What is more concrete however, is the desire to focus on the field of cosmetic intervention. This may not be a surprise to many, given the outcome of the PIP scandal and the call for better regulation that followed. The Tories plan to ensure effective registration and regulation of those performing cosmetic interventions, and they are not the only ones. This is a popular policy, which can also be found below in their previous coalition partner’s manifesto.
As well as plans to extend the scope of the CQC in order to cover health-related services commissioned by local authorities, the Tories also plan to create an independent healthcare safety investigations body within the NHS. Again, no further detail is given as to what this new body may look like. However scope, membership and sanctions and enforcement power are all component parts which have the potential to overlap with existing regulatory functions and therefore possibly cause friction.
Lastly, reference is made to the National Data Guardian (NDG) for Health and Social Care. Working with the Department of Health, the NDG’s aim is to ensure that citizens’ confidential information is safeguarded securely and used properly. The Tory manifesto confirms its plans to put this body on a statutory footing, in order to improve the enforcement of its data security standards. Given the headlines over the years regarding data breaches electronically and otherwise, it is unsurprising that this is a feature of the Tories’ healthcare plans.
The Labour Party has less to say in this arena. However, they too see the benefits in the creation of a new regulatory body. It is suggested that this body, known as NHS Excellence, will regulate on quality, safety and excellence. Again, with no further detail given it remains to be seen whether the creation of a new body will mean the taking away of powers from existing ones.
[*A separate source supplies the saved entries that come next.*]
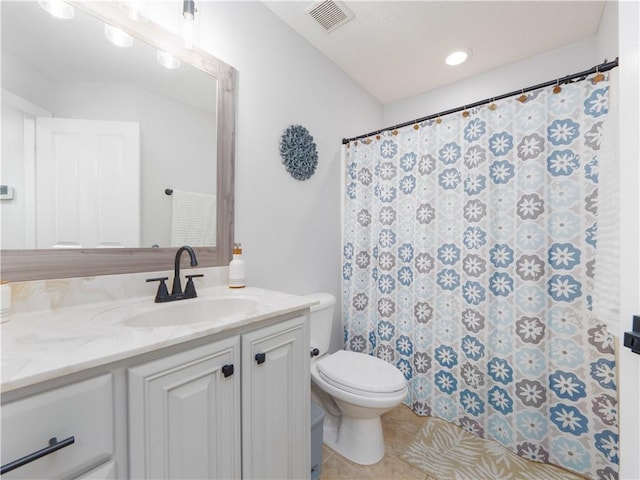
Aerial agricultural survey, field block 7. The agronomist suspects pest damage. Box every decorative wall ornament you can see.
[279,124,318,181]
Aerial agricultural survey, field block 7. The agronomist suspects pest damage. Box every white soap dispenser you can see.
[229,243,246,288]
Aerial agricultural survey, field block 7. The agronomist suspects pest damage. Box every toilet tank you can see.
[306,293,336,357]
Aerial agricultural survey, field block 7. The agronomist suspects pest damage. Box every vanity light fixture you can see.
[105,23,134,47]
[157,50,181,70]
[37,0,74,19]
[183,0,196,20]
[182,0,199,48]
[445,48,472,66]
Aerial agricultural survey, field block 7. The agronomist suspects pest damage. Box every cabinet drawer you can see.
[1,374,114,479]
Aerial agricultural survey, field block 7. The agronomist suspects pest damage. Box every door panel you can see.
[128,337,241,479]
[242,317,310,480]
[35,118,140,248]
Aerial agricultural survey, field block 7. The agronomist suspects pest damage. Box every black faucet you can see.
[146,246,203,303]
[172,245,198,295]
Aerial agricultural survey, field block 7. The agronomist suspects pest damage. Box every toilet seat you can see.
[316,350,406,397]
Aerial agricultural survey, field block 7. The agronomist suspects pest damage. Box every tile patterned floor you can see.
[320,404,437,480]
[321,405,585,480]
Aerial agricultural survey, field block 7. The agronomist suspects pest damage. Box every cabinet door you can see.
[242,316,310,479]
[73,460,116,479]
[128,336,241,479]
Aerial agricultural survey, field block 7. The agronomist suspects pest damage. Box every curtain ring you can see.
[489,98,497,111]
[553,79,562,94]
[462,105,470,118]
[594,65,605,84]
[518,89,527,103]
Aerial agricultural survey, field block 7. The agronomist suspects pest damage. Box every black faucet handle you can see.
[184,274,204,297]
[146,277,169,302]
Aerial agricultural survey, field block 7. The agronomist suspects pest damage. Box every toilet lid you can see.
[316,350,406,395]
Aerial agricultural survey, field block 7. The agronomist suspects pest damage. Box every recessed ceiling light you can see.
[105,24,134,47]
[445,48,472,66]
[37,0,74,19]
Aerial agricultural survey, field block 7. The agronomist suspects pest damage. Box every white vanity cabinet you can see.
[0,375,114,480]
[128,336,242,479]
[242,316,310,479]
[128,314,310,480]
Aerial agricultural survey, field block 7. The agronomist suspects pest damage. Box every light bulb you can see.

On the topic of removal, the Party also confirms its wish to repeal the Health and Social Care Act. While their reasoning behind this decision is to halt the process of putting “profits before patients, and make the NHS the preferred provider”, repealing the entirety of the Act may also have consequences for healthcare regulation. Will the Labour Party keep the status quo on the regulation side and just continue to focus on its concerns with privatisation? The abolishment of the Act will give the Party the opportunity to set a new course – it will be interesting to see what course that may be should the result go in their favour on 8 June.
As mentioned above, the Lib Dems similarly pick up on the need to regulate cosmetic surgery, and state that they plan to implement the recommendations of the Keogh review. This review, which took place in 2013, focussed on regulation in the cosmetic interventions sector following the PIP implant scandal. Details of the recommendations can be found here, and include a register of all those performing cosmetic interventions and a registry of cosmetic devices in order to provide better monitoring of patient outcomes and device safety.
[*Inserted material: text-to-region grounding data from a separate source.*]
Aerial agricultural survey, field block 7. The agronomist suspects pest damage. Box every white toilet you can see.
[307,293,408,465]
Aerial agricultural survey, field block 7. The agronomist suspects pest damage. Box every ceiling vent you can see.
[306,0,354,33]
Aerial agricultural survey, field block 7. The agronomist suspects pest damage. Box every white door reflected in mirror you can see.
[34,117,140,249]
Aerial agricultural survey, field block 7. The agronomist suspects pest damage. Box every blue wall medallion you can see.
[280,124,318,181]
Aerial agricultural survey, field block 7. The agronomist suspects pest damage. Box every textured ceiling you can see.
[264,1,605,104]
The Lib Dems also focus on the social care sector, and they plan to introduce a statutory code of conduct backed up by a care workers’ suitability register in order to ensure that those who work in the sector are suitably trained and qualified.
It remains to be seen who will win the election on Thursday. The Green Party and UKIP make no mention specifically of healthcare regulation in their manifestos, but that is not to say that they do not have their own views as to how the sector should be overseen. There are certainly plenty of ideas regarding reform of the healthcare system and budget more generally, which will necessarily impact in some way on the regulatory aspect. With the creation of one new regulatory body already this year, are we heading towards the fragmentation of health and social care regulation in distinct specialised branches? Or will we swing to the other end of the pendulum, with a smaller number of ‘super’ regulators? Only time will tell, but we may have a slightly clearer idea from 9 June.